Essa dinâmica não se limita ao núcleo familiar presidencial. Ela se expande para um ecossistema mais amplo de operadores híbridos: figuras que transitam entre o mercado e a diplomacia…Steve Witkoff é emblemático desse padrão. Empresário do setor imobiliário de alto padrão e fundador do Witkoff Group, sua trajetória está profundamente ancorada em fluxos de capital internacional… incluindo, estruturalmente, investidores do Golfo. Trata-se de um segmento cuja lógica depende menos de mercados anônimos e mais de relações pessoais, confiança e acesso privilegiado a grandes pools de capital soberano. Ao ser mobilizado como interlocutor político no Oriente Médio, Witkoff opera em uma região onde os mesmos atores que influenciam decisões estratégicas são, simultaneamente, investidores potenciais ou efetivos no tipo de ativo que ele desenvolve.
Quando agentes econômicos cuja atividade depende de capital estrangeiro passam a atuar como mediadores informais de política externa, cria-se uma zona cinzenta onde diplomacia e interesse privado deixam de ser esferas separadas. Witkoff, nesse sentido, é evidência de um padrão emergente. A política externa deixa de ser conduzida exclusivamente por diplomatas, militares ou burocratas de carreira e passa a incorporar operadores de mercado cuja principal vantagem comparativa não é expertise institucional, mas capital relacional, networking.
O resultado é uma transformação profunda: não apenas a privatização da diplomacia, mas a financeirização do próprio acesso ao poder geopolítico.
Do ponto de vista das monarquias do Golfo, essa lógica é perfeitamente racional. Investir bilhões em veículos associados ao entorno presidencial americano é uma forma eficiente de reduzir incertezas e garantir alinhamento estratégico, sobretudo em um ambiente de rivalidade com o Irã. Em termos frios: US$ 2 bilhões (que Jared negociou inicialmente) é um preço modesto para aumentar a previsibilidade da política externa da principal potência militar do mundo. Segundo o NY Times, Trump e o Príncipe Saudita se comunicam semanalmente e a recomendação do príncipe é “continue bombardeando o Irã”, enquanto simultaneamente, Jared Kushner pede mais alguns bilhões para seu fundo privado…
A guerra, nesse contexto, deixa de ser apenas instrumento de Estado. Ela pode passar a operar como externalidade funcional de um sistema onde instabilidade geopolítica, realinhamento estratégico e fluxos de capital estão interligados.
A questão central, portanto, não é se há conflito de interesses.

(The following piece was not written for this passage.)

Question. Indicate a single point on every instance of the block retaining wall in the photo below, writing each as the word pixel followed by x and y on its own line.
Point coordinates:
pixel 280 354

Isso é evidente. A questão é mais radical: ainda faz sentido falar em interesse nacional quando os próprios mecanismos que o definem estão inseridos em circuitos de rentabilidade privada transnacional?

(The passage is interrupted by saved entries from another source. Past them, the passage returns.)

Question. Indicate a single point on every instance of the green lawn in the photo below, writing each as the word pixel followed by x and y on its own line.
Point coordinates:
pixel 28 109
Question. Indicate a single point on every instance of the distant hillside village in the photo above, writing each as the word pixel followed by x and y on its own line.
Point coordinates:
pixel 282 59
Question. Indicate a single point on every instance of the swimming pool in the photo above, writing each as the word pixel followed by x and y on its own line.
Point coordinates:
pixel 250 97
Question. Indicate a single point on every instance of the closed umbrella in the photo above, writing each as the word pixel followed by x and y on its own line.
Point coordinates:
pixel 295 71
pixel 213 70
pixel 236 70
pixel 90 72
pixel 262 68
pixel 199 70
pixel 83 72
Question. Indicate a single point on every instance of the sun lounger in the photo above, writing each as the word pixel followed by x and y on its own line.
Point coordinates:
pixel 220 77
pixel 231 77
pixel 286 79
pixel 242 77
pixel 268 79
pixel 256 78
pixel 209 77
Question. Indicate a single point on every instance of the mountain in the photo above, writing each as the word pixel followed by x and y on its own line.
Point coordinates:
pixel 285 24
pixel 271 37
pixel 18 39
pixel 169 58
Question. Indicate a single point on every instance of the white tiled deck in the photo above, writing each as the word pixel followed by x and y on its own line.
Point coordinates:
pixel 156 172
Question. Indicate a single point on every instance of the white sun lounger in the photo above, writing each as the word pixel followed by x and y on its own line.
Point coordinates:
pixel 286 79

Quando essa fronteira se dissolve, não estamos apenas diante de um problema ético. Estamos diante de uma transformação de regime…. já que, no limite, a política externa deixa de ser uma função do Estado. E passa a ser um ativo.
Talvez este não seja apenas um choque de petróleo…. nem apenas mais uma guerra no Oriente Médio. É um teste de maturidade do sistema internacional, e, sobretudo, da erosão silenciosa das democracias.
Gisele Agnelli – Socióloga com especialização em ciências políticas, graduada pela PUC-SP, pós-graduada em Marketing e em Gestão da Informação, ambos pela ESPM. Fundadora do #VoteNelas. Atualmente reside nos EUA e faz parte do Movimento de Lideranças Femininas do Partido Democrata, Hoosier Women Forward.